Achieving these goals at the same time will be difficult, and some truly bad public policy ideas will have to be opposed. For example, the AHIP plan insists on a mandate forcing all Americans to buy health insurance. During the campaign, Obama wisely fought against this proposal. Heritage’s new memo to Obama, “Ensuring Access to Affordable Health Insurance,” identifies that issue, and other important elements, as part of successful health care reform:

  • Use the consumer-choice system available to members of Congress as a true model. The system Obama and other federal employees have enjoyed, the Federal Employees Health Benefits Program (FEHBP), is not like Medicare or Medicaid. It is an employment-based system with important characteristics. Its “health insurance exchange” functions like a shopping mall for plans, making it easy for families to shop each year for plans and to have portable coverage.
  • Create a level playing field of competing private plans and real choice, and do not allow a “public plan” to undermine other commitments to Americans. Obama has spoken of including a government-sponsored “public plan” as one of the competing plans in his proposed health exchange, but there is no public plan in the FEHBP — and for good reason. There can be little doubt that if the government sets the rules for competition in an exchange and also runs one of the plans, the rules will be rigged to favor the public plan. Moreover, employers who currently offer coverage could switch their workers to this plan, and millions of Americans would discover that their employers had ended their existing private coverage. That would be an unacceptable violation of Obama’s “no change” commitment. Recent estimates from the Lewin Group, a leading health econometrics firm, suggest that more than 22 million Americans would experience an unexpected change in coverage with a public plan in place.
  • Reform the tax treatment of health insurance to make it more equitable and efficient for taxpaying families. Today’s unlimited tax relief for employer-organized health insurance gives large breaks to executives and other highly paid employees but little or no relief for families without employment-based insurance or with only limited coverage at the place of work. The value of this “tax exclusion” is over $200 billion, or about 10% of all the nation’s spending on health care. The tax exclusion should be limited and the revenue used to provide tax relief for those without tax help to make coverage more affordable.
  • Use incentives, not government mandates, to foster wider coverage. In his primary fight with Hillary Clinton, Obama laid out a strong case against government mandates. He showed that mandate advocates could not identify which powers they would use to enforce a mandate and he spoke eloquently of the unfairness of forcing families to purchase coverage they couldn’t afford. Any health care reform should explore the effectiveness of a combination of automatic enrollment and financial incentives to widen private coverage, and not draw up plans for more mandates or expansions of Medicaid or other public programs.

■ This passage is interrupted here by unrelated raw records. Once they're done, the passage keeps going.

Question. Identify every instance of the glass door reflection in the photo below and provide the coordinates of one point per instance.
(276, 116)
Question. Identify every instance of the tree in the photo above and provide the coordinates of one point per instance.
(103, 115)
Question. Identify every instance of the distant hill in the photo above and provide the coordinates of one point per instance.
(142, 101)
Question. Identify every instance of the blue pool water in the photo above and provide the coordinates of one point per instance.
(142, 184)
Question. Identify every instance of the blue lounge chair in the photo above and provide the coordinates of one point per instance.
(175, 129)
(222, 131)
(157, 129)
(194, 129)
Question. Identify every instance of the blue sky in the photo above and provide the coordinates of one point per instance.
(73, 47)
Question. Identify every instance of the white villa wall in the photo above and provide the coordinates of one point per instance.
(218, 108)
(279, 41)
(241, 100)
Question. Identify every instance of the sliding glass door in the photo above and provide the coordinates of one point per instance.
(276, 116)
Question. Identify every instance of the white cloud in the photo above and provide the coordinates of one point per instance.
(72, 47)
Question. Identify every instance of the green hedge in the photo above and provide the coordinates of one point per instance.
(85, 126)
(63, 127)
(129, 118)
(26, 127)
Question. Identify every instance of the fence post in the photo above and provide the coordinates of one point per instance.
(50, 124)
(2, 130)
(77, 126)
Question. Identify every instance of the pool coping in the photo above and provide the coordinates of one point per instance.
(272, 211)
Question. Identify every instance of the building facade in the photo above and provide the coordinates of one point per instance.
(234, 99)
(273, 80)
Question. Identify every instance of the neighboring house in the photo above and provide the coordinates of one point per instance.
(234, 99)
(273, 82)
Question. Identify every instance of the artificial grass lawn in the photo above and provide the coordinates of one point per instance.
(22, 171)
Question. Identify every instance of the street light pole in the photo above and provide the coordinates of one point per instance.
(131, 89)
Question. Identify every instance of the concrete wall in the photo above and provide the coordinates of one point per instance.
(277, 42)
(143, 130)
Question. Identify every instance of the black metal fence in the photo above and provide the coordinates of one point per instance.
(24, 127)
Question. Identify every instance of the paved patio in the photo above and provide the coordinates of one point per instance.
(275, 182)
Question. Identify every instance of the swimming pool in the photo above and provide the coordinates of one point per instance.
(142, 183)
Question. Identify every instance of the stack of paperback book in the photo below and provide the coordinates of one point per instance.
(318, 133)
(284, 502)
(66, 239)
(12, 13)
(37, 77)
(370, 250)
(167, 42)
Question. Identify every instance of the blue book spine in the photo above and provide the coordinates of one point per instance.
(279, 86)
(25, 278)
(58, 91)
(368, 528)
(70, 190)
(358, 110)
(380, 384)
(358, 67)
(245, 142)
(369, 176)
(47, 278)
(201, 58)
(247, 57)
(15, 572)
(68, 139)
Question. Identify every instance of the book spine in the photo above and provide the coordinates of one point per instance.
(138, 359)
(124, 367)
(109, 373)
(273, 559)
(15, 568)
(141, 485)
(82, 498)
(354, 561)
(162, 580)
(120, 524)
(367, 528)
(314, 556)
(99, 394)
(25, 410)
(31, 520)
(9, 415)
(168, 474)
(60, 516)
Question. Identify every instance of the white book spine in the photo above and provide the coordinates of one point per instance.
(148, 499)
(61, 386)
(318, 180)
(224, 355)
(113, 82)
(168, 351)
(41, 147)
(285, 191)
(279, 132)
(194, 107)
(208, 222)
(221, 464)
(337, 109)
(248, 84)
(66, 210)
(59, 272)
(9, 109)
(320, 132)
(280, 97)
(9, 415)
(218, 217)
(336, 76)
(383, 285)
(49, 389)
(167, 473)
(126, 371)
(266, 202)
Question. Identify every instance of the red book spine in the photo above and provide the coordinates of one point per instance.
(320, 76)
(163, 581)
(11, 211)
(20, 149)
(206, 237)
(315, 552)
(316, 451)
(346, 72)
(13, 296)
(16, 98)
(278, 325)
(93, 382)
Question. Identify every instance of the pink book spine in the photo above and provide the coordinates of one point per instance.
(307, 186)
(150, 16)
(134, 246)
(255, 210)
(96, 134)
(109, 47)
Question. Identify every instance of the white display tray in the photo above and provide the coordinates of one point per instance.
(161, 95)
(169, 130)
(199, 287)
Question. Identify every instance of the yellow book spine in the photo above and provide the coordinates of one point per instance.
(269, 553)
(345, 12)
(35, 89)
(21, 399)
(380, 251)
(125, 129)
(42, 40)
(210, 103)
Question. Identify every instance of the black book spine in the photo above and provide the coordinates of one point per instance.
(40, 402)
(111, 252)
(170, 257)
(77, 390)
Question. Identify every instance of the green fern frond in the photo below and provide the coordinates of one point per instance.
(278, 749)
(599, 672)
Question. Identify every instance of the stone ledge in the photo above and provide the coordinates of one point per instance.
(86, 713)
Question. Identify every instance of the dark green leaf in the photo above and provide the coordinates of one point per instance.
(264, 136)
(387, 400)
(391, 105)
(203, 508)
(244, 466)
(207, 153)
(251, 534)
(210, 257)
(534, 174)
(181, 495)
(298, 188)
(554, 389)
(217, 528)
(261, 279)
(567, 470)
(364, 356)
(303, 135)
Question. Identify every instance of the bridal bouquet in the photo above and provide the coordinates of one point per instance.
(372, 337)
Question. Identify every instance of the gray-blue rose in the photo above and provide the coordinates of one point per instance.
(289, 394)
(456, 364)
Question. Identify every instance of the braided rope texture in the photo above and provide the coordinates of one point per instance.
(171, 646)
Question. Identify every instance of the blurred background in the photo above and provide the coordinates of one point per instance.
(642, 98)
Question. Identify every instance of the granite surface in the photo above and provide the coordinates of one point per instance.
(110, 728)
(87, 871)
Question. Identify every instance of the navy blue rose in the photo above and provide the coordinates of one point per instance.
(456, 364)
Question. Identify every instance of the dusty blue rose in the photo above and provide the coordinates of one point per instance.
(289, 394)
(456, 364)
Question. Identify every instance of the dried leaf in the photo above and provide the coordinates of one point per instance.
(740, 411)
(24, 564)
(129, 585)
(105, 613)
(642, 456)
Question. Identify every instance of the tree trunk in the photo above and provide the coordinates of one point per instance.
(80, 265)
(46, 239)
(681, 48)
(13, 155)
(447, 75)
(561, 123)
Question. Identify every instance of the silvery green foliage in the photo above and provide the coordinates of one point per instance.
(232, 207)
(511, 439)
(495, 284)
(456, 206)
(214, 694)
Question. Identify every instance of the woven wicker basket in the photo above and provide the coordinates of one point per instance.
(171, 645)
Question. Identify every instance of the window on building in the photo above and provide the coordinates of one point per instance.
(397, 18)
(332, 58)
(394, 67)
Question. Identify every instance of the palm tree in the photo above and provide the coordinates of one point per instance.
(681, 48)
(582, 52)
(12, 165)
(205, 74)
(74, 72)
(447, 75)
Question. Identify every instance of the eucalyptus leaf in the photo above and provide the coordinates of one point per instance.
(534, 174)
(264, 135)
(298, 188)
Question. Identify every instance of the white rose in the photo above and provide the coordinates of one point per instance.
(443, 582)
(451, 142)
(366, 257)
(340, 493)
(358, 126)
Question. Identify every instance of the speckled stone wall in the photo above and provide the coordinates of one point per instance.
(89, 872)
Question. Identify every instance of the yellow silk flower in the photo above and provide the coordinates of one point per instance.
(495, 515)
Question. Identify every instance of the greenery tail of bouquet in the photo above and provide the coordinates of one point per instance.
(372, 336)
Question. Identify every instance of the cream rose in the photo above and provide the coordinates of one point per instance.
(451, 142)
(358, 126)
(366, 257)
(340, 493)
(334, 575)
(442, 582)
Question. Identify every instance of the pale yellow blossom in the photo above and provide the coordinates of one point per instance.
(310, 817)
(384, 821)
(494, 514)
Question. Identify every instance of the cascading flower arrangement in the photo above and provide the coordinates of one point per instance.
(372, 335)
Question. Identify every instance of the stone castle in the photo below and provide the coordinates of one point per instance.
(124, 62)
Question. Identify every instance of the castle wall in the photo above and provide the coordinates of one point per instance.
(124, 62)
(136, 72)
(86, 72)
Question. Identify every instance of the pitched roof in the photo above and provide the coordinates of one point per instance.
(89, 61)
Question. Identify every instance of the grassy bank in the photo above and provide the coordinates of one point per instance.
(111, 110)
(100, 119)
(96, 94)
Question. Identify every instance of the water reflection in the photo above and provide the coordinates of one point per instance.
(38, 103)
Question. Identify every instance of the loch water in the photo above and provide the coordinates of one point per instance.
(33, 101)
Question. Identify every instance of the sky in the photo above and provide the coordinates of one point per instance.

  • Promote family control and choice through refocused employment-based coverage rather than mandating employers to offer government-defined coverage. There are large gaps in the system of employer-sponsored coverage. Many smaller firms do not offer coverage at all, and others offer coverage that many of their workers don’t want or can’t afford. The solution is not to mandate that firms offer an expensive, comprehensive plan determined by Congress or else pay a tax. That would mean one-size-fits-all coverage, while changing coverage that many workers are happy with — which Obama pledged not to do. Instead, families should be able to choose and retain their health coverage from job to job. This can be accomplished through such things as arranging payroll deductions, much like their role in arranging 401(k) retirement plans.
  • Say “no” to the Daschle Federal Health Board. Even worse than congressionally mandated benefits would be mandatory coverage designed by a powerful Federal Health Board proposed by likely Health and Human Services nominee Tom Daschle. His Federal Health Board would have enormous power over medical decisions affecting every American. This is unacceptable, and would break Obama’s pledge to give Americans choice.

While Americans express frustration with our current health system and want action to make coverage more dependable and affordable, they also want the nation’s health system to retain important principles and features. Americans demand choice, for instance, and if they are content with the coverage they have, they do not want it disrupted. Millions of Americans voted for Obama because they believed his words meant he shared these principles. Let’s hope he keeps his pledge.